Mission

This blog’s mission is to help non-technologically focused professionals cut trough technocrapic jargon and hype and help them in their technology-related decision making. The content is  strongly focused on web technologies for development.

The need to define and understand the field of virtual collaboration, is universal among non-technologically focused people in development sector. The barrage of geekery and obsession with technical hype we’re all exposed to on a daily basis doesn’t help at all. Professionals in development sector are asking themselves: can this technology serve me in reaching out and connecting to people in a meaningful way, without me becoming a servant of it? Yet, their questions are met with confusing suggestions on how the latest panacea three-letter technology or this and that hype is about to solve all problems and cure the world hunger, if only we install it properly and click on a green button.

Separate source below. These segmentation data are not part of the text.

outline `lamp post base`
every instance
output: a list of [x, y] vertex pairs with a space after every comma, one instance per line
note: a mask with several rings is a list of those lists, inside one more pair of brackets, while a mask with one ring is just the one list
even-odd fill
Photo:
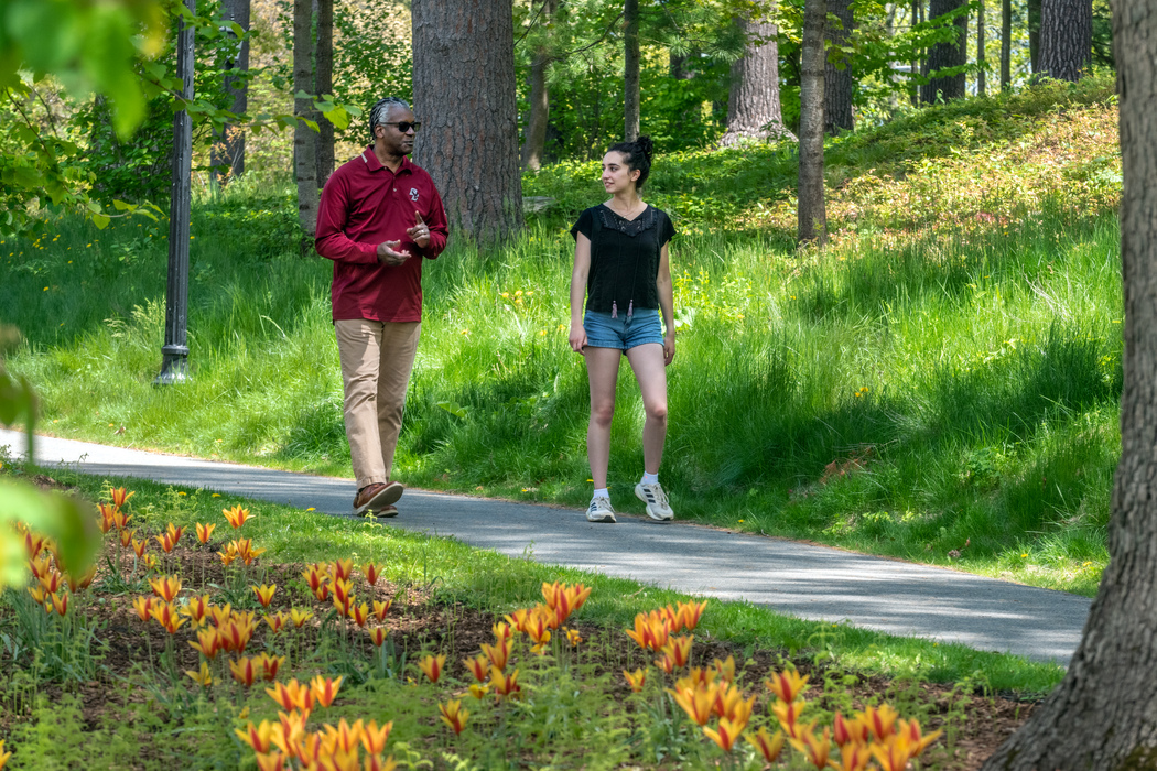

The web2fordev conference gave me a glimpse of the scale of people’s problems in understanding electronic collaboration on a larger cross-section of population. Issues we encountered so far working with a few international agencies seems to trouble much larger groups of people.

What’s In It for You

If you are involved in development sector and need to connect and communicate with people in a two-way conversation, this blog will be of interest to you. I’ll help you understand how electronic collaboration works; clarify for you some of the hype; make it more clear for you how to know whether something will succeed or fail when computer people come around to offer you the latest object of their worship.

Finally, I’ll help you answer that nagging question in the back on your mind: is it just me, or does emperor really have no clothes?

What’s In It for Me

This blog is my outlet to pass on some of what I have learned about collaboration. The inspiration comes from my speech Collaboration at the Edge of Network that I gave during the web2fordev conference in Rome and reactions it elicited.

This is also an experiment. My goal is to elicit at least 50 meaningful comments and reach at least 100 readers during the first six months. I want to see firsthand whether what I have to say has meaning in a written form, and whether a blog is indeed the way to reach people and start conversations.